BMI View: The Reserve Bank of Australia (RBA) lowered its cash rate to 2.75% from 3.00% in its latest monetary policy meeting. Although the central bank hopes to support demand through easier monetary conditions, we maintain our view that the deteriorating employment outlook, fuelled by a downbeat business outlook is likely to discourage households from spending. Moreover, given that we believe that real GDP growth will slow sharply to 2.1% compared to the RBA's estimates of 3.0%, we see growing risks that the central bank could adopt a more aggressive stance and cut rates beyond our forecast of 2.50% by the end of the year.
The Reserve Bank of Australia (RBA) cut its policy interest rate by another 25 basis points (bps) in its latest monetary policy meeting, bringing the rate to an all-time low of 2.75% from 3.00%. While we maintain our expectations for the central bank to cut rates by another 25 bps by end-2013, we see that there are growing risks that the central bank will adopt a more aggressive and proactive stance to monetary easing as we believe that real GDP will slow to 2.1% in 2013 from 3.6% in 2012.

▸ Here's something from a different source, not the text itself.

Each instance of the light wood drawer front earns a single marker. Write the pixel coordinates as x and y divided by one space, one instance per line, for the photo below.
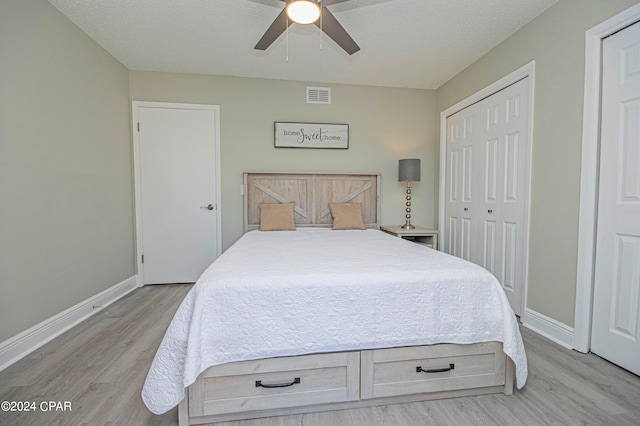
232 388
390 372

|Lower Interest Rates To Provide Little Boost|
|Australia - Housing-Related Credit, % of GDP & % chg y-o-y (RHS)|
Rate Cuts To Prove Insufficient To Boost Households Spending
In line with our expectations for the domestic activity to slow, the economy has begun to show signs of weakness, with retail sales and new car sales in March both declining and missing most observers' estimates. These signs suggest that households are becoming more cautious as they cut back on large expenditure items and discretionary spending, converging with the downbeat outlook of businesses, where we have seen firms reduce their capital expenditures and roll back their hiring plans. Indeed, we believe that the reduced optimism of households has prompted the RBA to cut rates in a bid to reduce rising debt burdens which may have hindered consumption. However, this is unlikely to happen given the lack of improvement in the business outlook, which we believe will lead to further deterioration in the job market and the unemployment rate to rise to 6.0% by the end of 2013 from the 5.5% recorded in March.
We believe that this souring employment outlook will weigh on households' consumption plans, outweighing the attempts by Australian banks to reignite mortgage lending by passing on the reduction in interest rates. Moreover, as we have cautioned previously (see, Tough Times Ahead, What Can Replace The Mining Boom?, May 3) , the shaky fundamentals, of a growing number of investors who are negatively-geared and homes in negative equity, suggest that house prices are unlikely to be sustained at current levels. Indeed, we believe that this plays well into our bearish Australian financials (over the broader index) view, as banking profits are likely to decline as households pay down their debts and as losses on bad debt increase as the unemployment rate rises.
|How Low Will Rates Go?|
|Australia - RBA Cash Rate, %|
Weaker-Than-Expected Economy Could Prompt Even Deeper Cuts
Given that we believe that subsequent economic data from Australia is likely to disappoint, we maintain our outlook for another 25bps cut by end-2013. However, the central bank appears to be increasingly keen, in its latest monetary statement, to undertake further easing should the economy weaken further. Moreover, given that we expect Australia's real GDP to come in much weaker than the RBA's base scenario forecast of 3.0% (our forecast stands at 2.1%), we see growing risks that the RBA could take rates below our forecasted 2.50%. This strengthens our conviction on our bullish Australian 10-Year government bonds over its New Zealand counterpart, and we see room for further upside on this view.